Thanks for the info on the ex-chrushie, I know that we all need to resolve issues, but I suppose I am just bent outta shape because I have no issues to contend with, and yet someone else decides that I should be a placeholder while they gt sorted out. I have emotions to, and tend not to get too involve unless I feel sure about the other person.....I am left sitting with the busted up heart.....suppose that is the game huh, hence the title on this forum....
On the other hand, one of my colleagues from Ireland is here on the same seminar, and although I have spoken to her on the ph, we have never met, .....sheesh, I think I stood there in front of her for about 30 seeconds.....speechless and slack-jawed (with maybe a small amount of drool apparent)....stunning is not the word....nice crush, but long distance is a no-no form my experience, and then the old saying "Don't dip your pen in company ink"
So nice to have a crush,.....mmmm
Hey GB, I hear you on the 'needy' thing to, as a guy, I get like that too, I just wanna pamper someone, and get cuddled up....and you can't....to hell with circumstance....ugh
Feb 23 2007, 12:33 PM
oh my. issues. need some....i don't know. not advice per se, just feedback i guess. sorry for the long post. i don't think i am going to see this guy again.
date #3 was last night, he met my dad at the scotch tasting. he impressed my dad, which was nice, and was being sociable not clingy.
however, by the end of the evening, it came up that he had not eaten so was therefore feeling the alcohol more than he otherwise would have. i was too, but at least i had eaten some dinner. we had been talking in a group of about 5 people, and at the end of the night, i exchanged phone numbers with the other girl hanging out with us, which garnered me a strange look from him.
he could not remember at first where he had parked the car, and then when we were kissing, because he was unable to kiss me hello earlier, he pulled away and said, you're too much for me, and i said, what do you mean? and he said i was too voluptuous. i said, seriously, well if you don't like [my body] then we don't have to be dating. and then he tried to say no he really liked my body ..... sorta repeated that i was too much. (this started him pissing me off).

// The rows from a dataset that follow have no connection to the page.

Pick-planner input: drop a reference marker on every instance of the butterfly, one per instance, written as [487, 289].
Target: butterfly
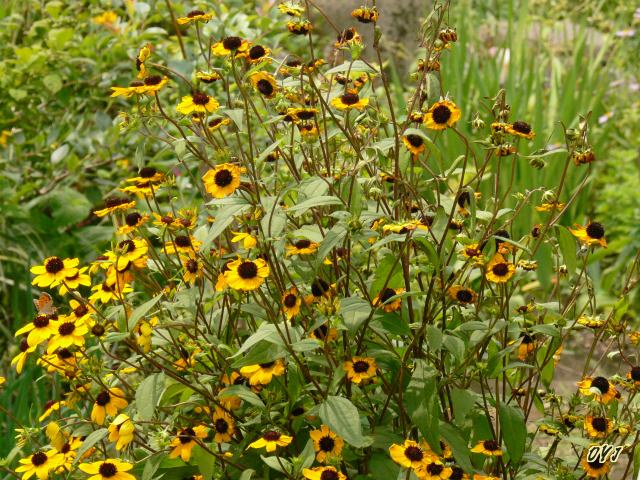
[44, 304]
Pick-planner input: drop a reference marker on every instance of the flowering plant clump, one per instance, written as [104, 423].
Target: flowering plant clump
[316, 274]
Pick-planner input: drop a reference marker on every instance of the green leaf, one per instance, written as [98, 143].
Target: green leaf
[458, 445]
[90, 441]
[148, 394]
[141, 311]
[244, 393]
[514, 431]
[422, 402]
[343, 418]
[320, 201]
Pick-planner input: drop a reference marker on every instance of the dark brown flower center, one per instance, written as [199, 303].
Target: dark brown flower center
[107, 469]
[200, 98]
[319, 287]
[601, 384]
[39, 458]
[182, 241]
[329, 474]
[186, 435]
[256, 52]
[132, 219]
[304, 243]
[413, 453]
[595, 230]
[360, 366]
[326, 444]
[54, 265]
[248, 270]
[456, 473]
[415, 140]
[599, 424]
[521, 127]
[232, 43]
[152, 80]
[222, 426]
[191, 266]
[386, 294]
[290, 300]
[223, 177]
[490, 445]
[500, 269]
[127, 246]
[103, 398]
[271, 436]
[41, 321]
[441, 114]
[66, 328]
[97, 330]
[264, 87]
[350, 98]
[464, 296]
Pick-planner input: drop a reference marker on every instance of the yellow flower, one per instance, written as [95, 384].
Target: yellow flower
[109, 469]
[323, 473]
[300, 27]
[216, 123]
[223, 426]
[291, 302]
[597, 427]
[520, 129]
[349, 101]
[229, 45]
[326, 443]
[69, 332]
[591, 234]
[40, 329]
[360, 368]
[594, 468]
[462, 294]
[108, 402]
[121, 431]
[114, 204]
[248, 241]
[366, 14]
[271, 440]
[302, 247]
[195, 16]
[499, 270]
[414, 143]
[53, 271]
[263, 373]
[601, 389]
[105, 292]
[193, 268]
[433, 469]
[222, 180]
[40, 464]
[409, 454]
[197, 102]
[291, 9]
[441, 115]
[490, 448]
[265, 83]
[186, 440]
[246, 274]
[382, 299]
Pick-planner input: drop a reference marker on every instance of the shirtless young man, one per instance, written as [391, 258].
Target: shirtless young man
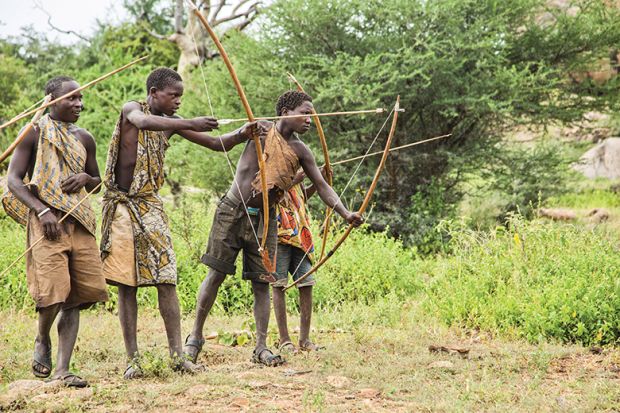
[136, 245]
[234, 228]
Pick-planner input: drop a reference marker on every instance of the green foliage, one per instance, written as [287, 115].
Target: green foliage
[525, 176]
[370, 265]
[428, 207]
[587, 199]
[534, 280]
[463, 67]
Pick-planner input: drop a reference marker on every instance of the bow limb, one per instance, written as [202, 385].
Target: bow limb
[255, 138]
[25, 131]
[327, 166]
[365, 203]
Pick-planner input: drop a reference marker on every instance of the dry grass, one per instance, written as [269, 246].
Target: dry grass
[380, 362]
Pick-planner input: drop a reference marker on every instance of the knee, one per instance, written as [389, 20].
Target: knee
[127, 292]
[260, 288]
[166, 291]
[214, 279]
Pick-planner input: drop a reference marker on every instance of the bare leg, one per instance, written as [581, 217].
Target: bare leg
[279, 308]
[305, 310]
[261, 317]
[43, 343]
[68, 326]
[128, 316]
[171, 313]
[206, 298]
[261, 312]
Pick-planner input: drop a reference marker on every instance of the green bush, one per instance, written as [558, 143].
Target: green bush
[535, 280]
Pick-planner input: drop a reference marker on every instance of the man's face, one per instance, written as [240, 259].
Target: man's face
[302, 124]
[68, 109]
[168, 99]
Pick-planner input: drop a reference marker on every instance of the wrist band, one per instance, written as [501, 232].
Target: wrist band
[45, 211]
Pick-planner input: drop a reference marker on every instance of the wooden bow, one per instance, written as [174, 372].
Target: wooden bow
[365, 203]
[89, 84]
[25, 131]
[327, 167]
[269, 264]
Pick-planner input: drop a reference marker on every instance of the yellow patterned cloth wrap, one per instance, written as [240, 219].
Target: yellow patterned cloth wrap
[60, 154]
[155, 258]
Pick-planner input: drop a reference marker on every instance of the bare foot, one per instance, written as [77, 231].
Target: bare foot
[267, 358]
[187, 367]
[42, 359]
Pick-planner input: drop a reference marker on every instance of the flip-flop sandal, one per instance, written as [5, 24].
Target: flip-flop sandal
[195, 343]
[288, 347]
[71, 380]
[310, 346]
[44, 361]
[271, 360]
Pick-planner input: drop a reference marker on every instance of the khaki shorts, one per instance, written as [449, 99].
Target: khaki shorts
[67, 270]
[119, 266]
[232, 232]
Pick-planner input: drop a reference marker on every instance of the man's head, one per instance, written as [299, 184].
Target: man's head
[293, 102]
[68, 109]
[164, 87]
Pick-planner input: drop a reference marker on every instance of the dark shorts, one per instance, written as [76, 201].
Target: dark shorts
[294, 261]
[232, 232]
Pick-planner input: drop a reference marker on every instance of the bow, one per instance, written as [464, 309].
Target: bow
[89, 84]
[365, 203]
[269, 264]
[25, 131]
[327, 167]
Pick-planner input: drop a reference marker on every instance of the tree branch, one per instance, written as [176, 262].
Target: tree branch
[39, 6]
[248, 14]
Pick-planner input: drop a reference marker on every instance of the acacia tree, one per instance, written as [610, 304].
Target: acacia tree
[470, 68]
[186, 32]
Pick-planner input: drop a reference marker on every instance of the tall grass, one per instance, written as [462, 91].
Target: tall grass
[536, 280]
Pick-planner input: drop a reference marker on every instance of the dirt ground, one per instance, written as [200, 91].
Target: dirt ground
[370, 364]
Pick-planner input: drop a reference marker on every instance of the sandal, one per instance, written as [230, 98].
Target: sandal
[310, 346]
[71, 380]
[269, 360]
[194, 343]
[288, 347]
[42, 361]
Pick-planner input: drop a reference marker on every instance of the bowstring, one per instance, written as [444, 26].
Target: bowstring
[219, 137]
[351, 179]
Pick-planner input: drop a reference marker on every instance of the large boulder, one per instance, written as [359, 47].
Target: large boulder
[602, 161]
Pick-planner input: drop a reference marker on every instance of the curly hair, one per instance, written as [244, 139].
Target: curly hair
[54, 84]
[290, 100]
[161, 78]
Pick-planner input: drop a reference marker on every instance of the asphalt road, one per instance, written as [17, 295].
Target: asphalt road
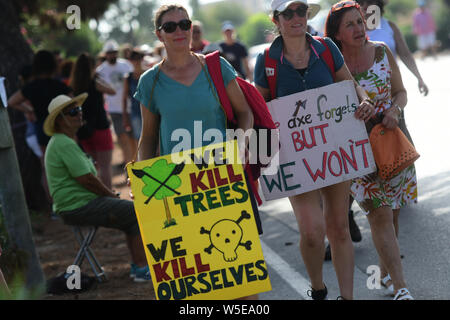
[424, 228]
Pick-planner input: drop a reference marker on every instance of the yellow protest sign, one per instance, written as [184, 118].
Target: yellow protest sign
[197, 225]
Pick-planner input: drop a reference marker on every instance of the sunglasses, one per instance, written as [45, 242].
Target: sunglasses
[73, 112]
[344, 4]
[288, 14]
[171, 26]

then he and i went to another party, which we had planned on doing, but i knew at that point he needed some food, but he did not want to get fast food.
we get to the next party, and he has some more wine, then switches to water. (have i mentioned yet that this is the 3rd time this week he's been drinking?) at the party, he and i and another [indian] friend are talking about marriage (all our siblings are married), and he says something, i'm not sure what since it was loud at the party, and my friend looked at me like, are you kidding? and i gave her a look back, like, i don't know, and he had no idea this subconversation was going on. and then he and i were talking (just ourselves) and he's asking me something, probably asking again why was i interested in him (i forget how he worded it), and then makes some comment like, i'm not going to sleep with you for like 4 months, and i said, i don't care - we talked about this the other day and agreed that we would not sleep together too quickly, so we can get to know each other without clouding the issue.

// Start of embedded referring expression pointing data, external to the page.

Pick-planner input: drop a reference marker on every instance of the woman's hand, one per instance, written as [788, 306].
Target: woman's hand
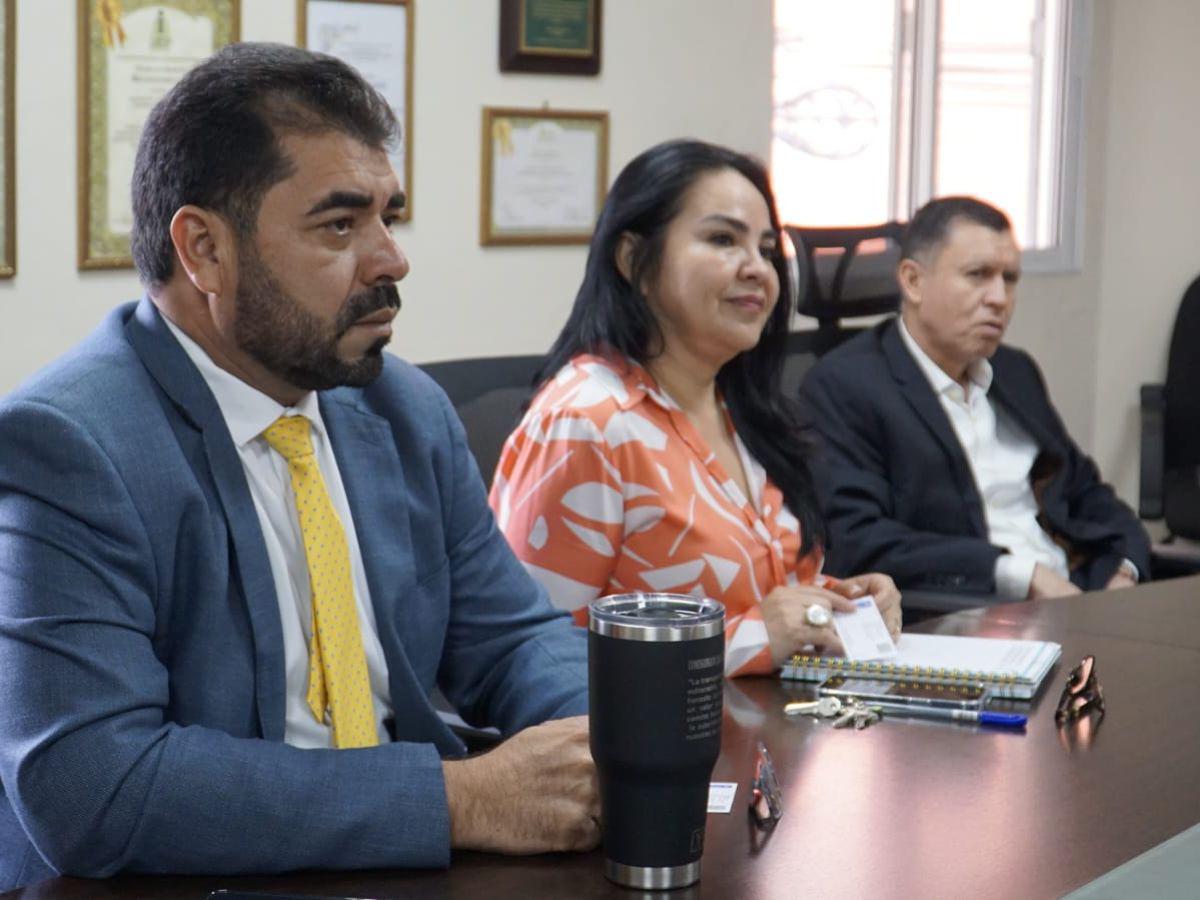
[787, 628]
[882, 588]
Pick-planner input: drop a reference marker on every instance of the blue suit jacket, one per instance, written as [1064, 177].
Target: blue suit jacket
[899, 495]
[142, 687]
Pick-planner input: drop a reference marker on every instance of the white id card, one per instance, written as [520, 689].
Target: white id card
[863, 633]
[720, 796]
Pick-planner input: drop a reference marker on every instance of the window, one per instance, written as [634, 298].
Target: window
[880, 105]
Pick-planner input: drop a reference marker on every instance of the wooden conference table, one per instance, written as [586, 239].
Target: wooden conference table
[906, 808]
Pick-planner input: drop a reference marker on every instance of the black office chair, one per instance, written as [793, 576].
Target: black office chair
[1170, 447]
[487, 394]
[845, 273]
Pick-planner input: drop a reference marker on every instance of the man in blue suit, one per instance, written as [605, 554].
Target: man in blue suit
[942, 460]
[217, 651]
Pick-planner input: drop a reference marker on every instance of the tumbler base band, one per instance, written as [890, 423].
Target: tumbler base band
[651, 877]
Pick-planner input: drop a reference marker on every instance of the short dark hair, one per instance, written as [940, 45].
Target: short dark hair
[931, 223]
[611, 317]
[213, 141]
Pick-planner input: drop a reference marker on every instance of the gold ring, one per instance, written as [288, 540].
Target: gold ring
[817, 616]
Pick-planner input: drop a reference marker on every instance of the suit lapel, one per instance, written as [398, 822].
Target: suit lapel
[174, 372]
[916, 390]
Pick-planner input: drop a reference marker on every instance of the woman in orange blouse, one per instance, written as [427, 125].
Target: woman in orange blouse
[659, 451]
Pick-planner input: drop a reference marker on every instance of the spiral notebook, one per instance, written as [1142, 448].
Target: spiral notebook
[1009, 669]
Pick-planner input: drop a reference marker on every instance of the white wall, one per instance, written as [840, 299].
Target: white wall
[1151, 233]
[670, 69]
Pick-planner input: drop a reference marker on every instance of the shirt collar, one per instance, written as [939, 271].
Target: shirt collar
[978, 372]
[247, 411]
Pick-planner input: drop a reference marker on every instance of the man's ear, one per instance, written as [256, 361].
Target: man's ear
[909, 277]
[204, 245]
[624, 256]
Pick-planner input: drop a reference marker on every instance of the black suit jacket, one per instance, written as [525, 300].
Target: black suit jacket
[899, 496]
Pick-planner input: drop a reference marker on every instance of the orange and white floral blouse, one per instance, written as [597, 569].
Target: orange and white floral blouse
[606, 487]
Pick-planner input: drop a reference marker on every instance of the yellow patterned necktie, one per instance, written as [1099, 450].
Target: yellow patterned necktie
[337, 666]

then he got some more water, and then we decided to go and get food, so i said goodbye to my friends, exchanging numbers with some people whose numbers i did not have yet, which garnered me another look from him.
then he needed food - he asked if i had food at my house, and i said yeah, but then he was looking for some place in the area that was 24hr, and we ended up going to BK because the drivethrough was still open (then saying, you should be cooking for me) then he took me to my car so we could go to my house (this entire process took about a half hour).
we get to my house, eat.....he's unabashedly looking at my stuff - including trying to open my kitchen cabinets to see what kind of spices i had for cooking.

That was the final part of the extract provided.